Vahilo minihana! Vahilo minihana
!" Hempel shouted.
 
"Attack and eat! Attack and eat!"

The guard at the ghetto entrance tugged up his heavy gloves and swung open the gate, only to be bowled over by an outrush of Jews. Erich saw the guard's gun fall.

The machine gunner in the northwestern tower laid down a peppery line of fire at the prisoners' feet, and the forward surge of captives halted. The guards stepped forward, Mausers raised. For a moment Jew and German looked at each other anxiously, and then the prisoners withdrew into the ghetto, leaving the fallen gun.

"
Vahilo minihana!
" Pleshdimer yelled, raising a fist.

The guards laughed at the Jews who were racing to get under their canopy, seeking the false safety of the shadows.

The Kalanaro did not enter the ghetto. Instead, they circled it, poking their spears between the electrified strands. Their movement sent the dogs into renewed frenzy.

"Control the dogs!" Erich hoarsely ordered the trainers. "They're no match for the Mausers!" Fighting to keep Taurus from charging, he swung the submachine pistol off his shoulder and, the choke chain wrapped around his forearm, lay down on the grass for a clear shot.

Trembling with excitement and fear, he zeroed in on Hempel's heart. He wondered if it might not be wiser to shoot the Zana-Malata, standing with his palm-cupped flames raised like some committeeman welcoming home a household of prodigals.

No, he decided. There was much greater purpose and pleasure in killing Hempel.

"Watch me bring the house down!" a guard loudly bragged, sighting toward the canopy. "See the guy ropes?"

The question momentarily shifted Erich's attention to the ghetto, and what he saw made him lift his cheek from against the gun's cool metal.

Stepping from beneath the canvas, Solomon Freund walked toward a leaping, howling Kalanaro on the other side of the fence.

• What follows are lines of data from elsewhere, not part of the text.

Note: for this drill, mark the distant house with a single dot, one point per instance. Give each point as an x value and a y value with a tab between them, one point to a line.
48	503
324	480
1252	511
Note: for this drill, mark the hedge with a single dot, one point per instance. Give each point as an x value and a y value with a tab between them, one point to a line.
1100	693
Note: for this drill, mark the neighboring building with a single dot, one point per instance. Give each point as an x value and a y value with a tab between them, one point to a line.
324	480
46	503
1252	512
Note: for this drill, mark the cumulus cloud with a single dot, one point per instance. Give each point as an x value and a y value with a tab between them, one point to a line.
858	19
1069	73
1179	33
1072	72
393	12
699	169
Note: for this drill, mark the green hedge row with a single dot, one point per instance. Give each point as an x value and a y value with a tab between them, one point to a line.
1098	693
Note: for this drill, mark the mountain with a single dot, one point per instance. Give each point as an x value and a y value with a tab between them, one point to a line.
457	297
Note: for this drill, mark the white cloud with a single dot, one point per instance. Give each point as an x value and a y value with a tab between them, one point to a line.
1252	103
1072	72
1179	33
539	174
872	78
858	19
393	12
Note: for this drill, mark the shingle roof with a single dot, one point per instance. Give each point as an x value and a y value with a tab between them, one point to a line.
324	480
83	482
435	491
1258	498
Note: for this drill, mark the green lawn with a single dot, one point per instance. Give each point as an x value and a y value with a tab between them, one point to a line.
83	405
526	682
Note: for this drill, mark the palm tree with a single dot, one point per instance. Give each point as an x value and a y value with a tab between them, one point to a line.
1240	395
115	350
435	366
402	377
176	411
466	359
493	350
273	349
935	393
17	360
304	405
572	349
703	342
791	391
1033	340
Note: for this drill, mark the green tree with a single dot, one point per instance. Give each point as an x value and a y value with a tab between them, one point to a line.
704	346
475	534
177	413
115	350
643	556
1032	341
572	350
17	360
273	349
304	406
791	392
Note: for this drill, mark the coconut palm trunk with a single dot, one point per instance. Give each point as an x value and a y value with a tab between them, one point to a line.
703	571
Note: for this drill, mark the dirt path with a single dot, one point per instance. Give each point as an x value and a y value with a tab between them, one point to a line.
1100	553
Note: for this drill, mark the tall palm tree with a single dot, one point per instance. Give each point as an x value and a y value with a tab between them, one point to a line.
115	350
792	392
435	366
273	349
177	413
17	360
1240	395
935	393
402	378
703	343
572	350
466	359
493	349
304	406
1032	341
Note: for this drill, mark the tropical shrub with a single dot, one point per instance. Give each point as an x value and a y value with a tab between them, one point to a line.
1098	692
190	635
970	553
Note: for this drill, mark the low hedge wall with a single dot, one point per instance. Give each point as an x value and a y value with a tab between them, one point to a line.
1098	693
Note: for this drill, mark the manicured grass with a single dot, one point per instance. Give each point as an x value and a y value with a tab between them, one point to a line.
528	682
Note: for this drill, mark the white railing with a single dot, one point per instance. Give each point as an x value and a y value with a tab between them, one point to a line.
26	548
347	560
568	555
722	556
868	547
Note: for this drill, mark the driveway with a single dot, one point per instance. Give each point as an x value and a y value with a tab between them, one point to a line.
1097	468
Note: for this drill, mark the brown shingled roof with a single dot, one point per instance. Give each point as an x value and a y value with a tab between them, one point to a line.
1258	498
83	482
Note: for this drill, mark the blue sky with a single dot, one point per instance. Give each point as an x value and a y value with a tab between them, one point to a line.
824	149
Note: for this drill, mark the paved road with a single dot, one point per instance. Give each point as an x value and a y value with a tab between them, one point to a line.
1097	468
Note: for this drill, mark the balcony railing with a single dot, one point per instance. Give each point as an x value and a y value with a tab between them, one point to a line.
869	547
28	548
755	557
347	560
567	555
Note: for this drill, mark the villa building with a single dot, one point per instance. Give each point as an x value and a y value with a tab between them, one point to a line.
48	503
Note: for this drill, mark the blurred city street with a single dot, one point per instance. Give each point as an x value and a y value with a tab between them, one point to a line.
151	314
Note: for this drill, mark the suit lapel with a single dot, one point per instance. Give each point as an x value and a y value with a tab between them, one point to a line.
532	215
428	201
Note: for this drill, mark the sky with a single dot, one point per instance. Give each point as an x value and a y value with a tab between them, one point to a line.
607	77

The African poked at him with a spear from between the wire, but Solomon was out of reach. The Kalanaro withdrew the weapon and hissed, showing his teeth like a baboon, then danced back as Solomon kept coming toward him.

Other prisoners emerged from the shadows, but stayed well out of range of the spears, watching silently as the whitely pulsing African again pranced toward Solomon, feinting, jabbing, shrieking his torment.